Manuel est mort mais son assurance obsèques est bloquée, peut-être pour l'éternité: Rosario doit avancer 4.400€
 
 

Manuel a cru être prévoyant: il a souscrit à une assurance décès pour ne pas ruiner sa famille, le jour où il faudrait lui dire adieu. Mais trois mois après sa mort, ses proches n'ont pas touché l'argent et ont dû sortir 4.400 euros de leurs poches pour payer les pompes funèbres. La somme revient en réalité à d'éventuels héritiers légaux, qui se trouvent peut-être (s'il y en a!) à 1.500 km de là... en Espagne! Pourquoi? Explications.
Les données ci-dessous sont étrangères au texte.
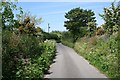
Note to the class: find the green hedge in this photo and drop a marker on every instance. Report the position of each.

Manuel, un Espagnol venu vivre en Belgique avec sa femme dans les années 60 pour échapper à la dictature, a toujours vécu de façon modeste. "Il disait toujours qu'il n'avait rien à nous donner, qu'il avait des moyens financiers réduits, mais vous savez, il nous a donné tout son amour", se souvient Rosario, sa petite-nièce née en Belgique, qui nous a joints via notre page Alertez-Nous. Malgré ses ressources peu élevées, Manuel met un point d'honneur à payer lui-même ses funérailles lorsque son jour viendra. Alors chaque année, patiemment, il verse ce qu'il faut à l'assureur Delta Lloyd Life pour que ses obsèques ne soient pas un fardeau pour ses proches vivant en Belgique. "C'était un homme fier, il avait souscrit cette couverture funéraire pour ne pas nous mettre dans l'embarras le jour où il partirait pour de bon, disait-il... Le pauvre, s'il savait" nous raconte Rosario.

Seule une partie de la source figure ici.